Esta es una de las causas de que la Casa Blanca haga “oídos sordos” al “clamor” de gobiernos democráticos y de la sociedad civil de la región por un relacionamiento diferente, asegura el informe “Hora de Escuchar“, publicado este miércoles 18 por la Oficina en Washington para Asuntos Latinoamericanos (WOLA) y otros dos centros de pensamiento.
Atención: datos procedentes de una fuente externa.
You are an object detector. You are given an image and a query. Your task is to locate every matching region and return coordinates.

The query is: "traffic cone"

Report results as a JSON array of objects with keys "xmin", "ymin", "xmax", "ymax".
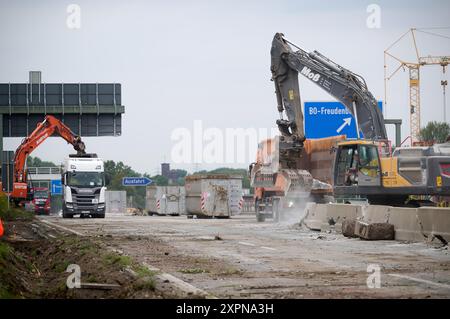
[{"xmin": 0, "ymin": 219, "xmax": 3, "ymax": 237}]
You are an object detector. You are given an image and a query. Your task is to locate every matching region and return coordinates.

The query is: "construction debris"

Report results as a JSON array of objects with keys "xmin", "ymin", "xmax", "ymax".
[{"xmin": 355, "ymin": 221, "xmax": 395, "ymax": 240}]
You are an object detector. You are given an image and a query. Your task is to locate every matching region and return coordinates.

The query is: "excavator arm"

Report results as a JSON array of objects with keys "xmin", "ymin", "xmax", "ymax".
[
  {"xmin": 270, "ymin": 33, "xmax": 387, "ymax": 143},
  {"xmin": 11, "ymin": 115, "xmax": 86, "ymax": 199}
]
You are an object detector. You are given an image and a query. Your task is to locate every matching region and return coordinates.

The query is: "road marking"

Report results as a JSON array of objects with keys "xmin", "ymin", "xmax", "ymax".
[
  {"xmin": 40, "ymin": 219, "xmax": 84, "ymax": 237},
  {"xmin": 388, "ymin": 274, "xmax": 450, "ymax": 289},
  {"xmin": 239, "ymin": 241, "xmax": 256, "ymax": 247},
  {"xmin": 261, "ymin": 246, "xmax": 276, "ymax": 250}
]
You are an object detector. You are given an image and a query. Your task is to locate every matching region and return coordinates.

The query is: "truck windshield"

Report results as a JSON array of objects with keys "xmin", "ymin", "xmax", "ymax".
[
  {"xmin": 67, "ymin": 172, "xmax": 105, "ymax": 187},
  {"xmin": 34, "ymin": 191, "xmax": 48, "ymax": 198}
]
Si bien la ayuda militar y de seguridad de Estados Unidos a la región viene cayendo desde 2010, las cantidades en dólares pueden resultar engañosas, según uno de los coautores del informe, Adam Isacson, analista de la WOLA y experto en Colombia.
Aunque los grandes paquetes de asistencia, como el Plan Colombia antiinsurgente y antidrogas, se reducen o llegan a su fin, “están en ascenso otras formas menos transparentes de cooperación entre fuerzas militares”, explicó Isacson.
Ayuda oficial cae en picada
En 2010, los montos de la ayuda estadounidense a América Latina tocaron su punto más alto en más de dos décadas, casi 4.500 millones de dólares, por los desembolsos de la Iniciativa Mérida para México y América Central y por el mayor flujo de asistencia para la recuperación de Haití tras su devastador terremoto.
Pero en 2011, la ayuda se redujo de forma drástica a solo 2.500 millones y se espera que para el año fiscal 2014, que comienza el 1 de octubre, no sume más de 2.200 millones, señala el informe.
La asistencia militar y de seguridad también tuvo su pico en 2010, con 1.600 millones de dólares. Pero desde entonces ha declinado a unos 900 millones anuales, en gran medida por el final del Plan Colombia y de la Iniciativa Mérida.
América Central es la única subregión en la cual la ayuda en general se está incrementando.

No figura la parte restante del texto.